Officers with the 114th Precinct were responding to a 911 call of a burglary when they stopped two men outside a Second St. warehouse near 27th Ave. in Astoria around 3 a.m. Thursday, Rosa said.
After officers found the suspects had 100 pounds of marijuana flower, they traced their movements back to the Second St. warehouse — where they were stunned to find pallets full of cannabis products along with forklifts to move them, according to Rosa.
The NYPD contacted the Sherrif’s Department and authorities organized a dumpster to be brought to the location, where law enforcement could be seen filling the industrial-sized bin with the warehouse’s illicit stock.
Amid the pallets of weed products, officers found a machine capable of producing cannabis vape cartridges on a vast scale, according to Rosa.
“They have a machine to make their own vape cartridges,” Rosa said. It’s definitely industrial scale.”
Louie Patsis, 58, who lives in a building next door to the marijuana stash, said the only activity he saw there was at night — and that the warehouse’s big gate was never left open.
“They only come here in the middle of the night and only for a couple of hours,” said Patsis. “You never saw the big gate open.”
“I wasn’t expecting such a thing in my neighborhood,” Patsis added. “There’s been a lot of development here.

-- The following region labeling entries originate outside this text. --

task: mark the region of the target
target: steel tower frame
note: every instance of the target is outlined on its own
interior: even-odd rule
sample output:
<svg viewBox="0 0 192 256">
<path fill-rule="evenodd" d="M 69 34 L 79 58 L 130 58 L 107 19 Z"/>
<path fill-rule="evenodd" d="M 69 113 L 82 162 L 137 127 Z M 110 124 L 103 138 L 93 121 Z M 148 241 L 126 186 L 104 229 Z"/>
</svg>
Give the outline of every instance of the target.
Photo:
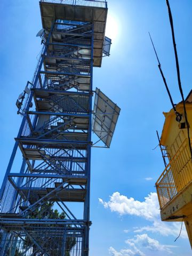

I thought the neighborhood was getting better.”
The sherrif’s department has headed a city-wide crackdown of illicit weedshops that’s proven so successful, the agency complained in June it was running out of space to stash all of its seized pot.
The crackdown on unlicensed pot shops across New York follows the decriminalization of recreational marijuana for adults in 2021, which turned the Five Boroughs into a boom town for outlaw weed dispensaries.
Though former Gov. Andrew Cuomo created an Office of Cannabis Management to license cultivators, sellers and dispensaries, the state’s slow rollout of licensed dispensaries incentivized unlicensed pot sellers.
There are only 57 licensed marijuana dispensaries in the five boroughs, according to the Office of Cannabis Management website. In comparison, there are roughly 2,900 illegal pot shops.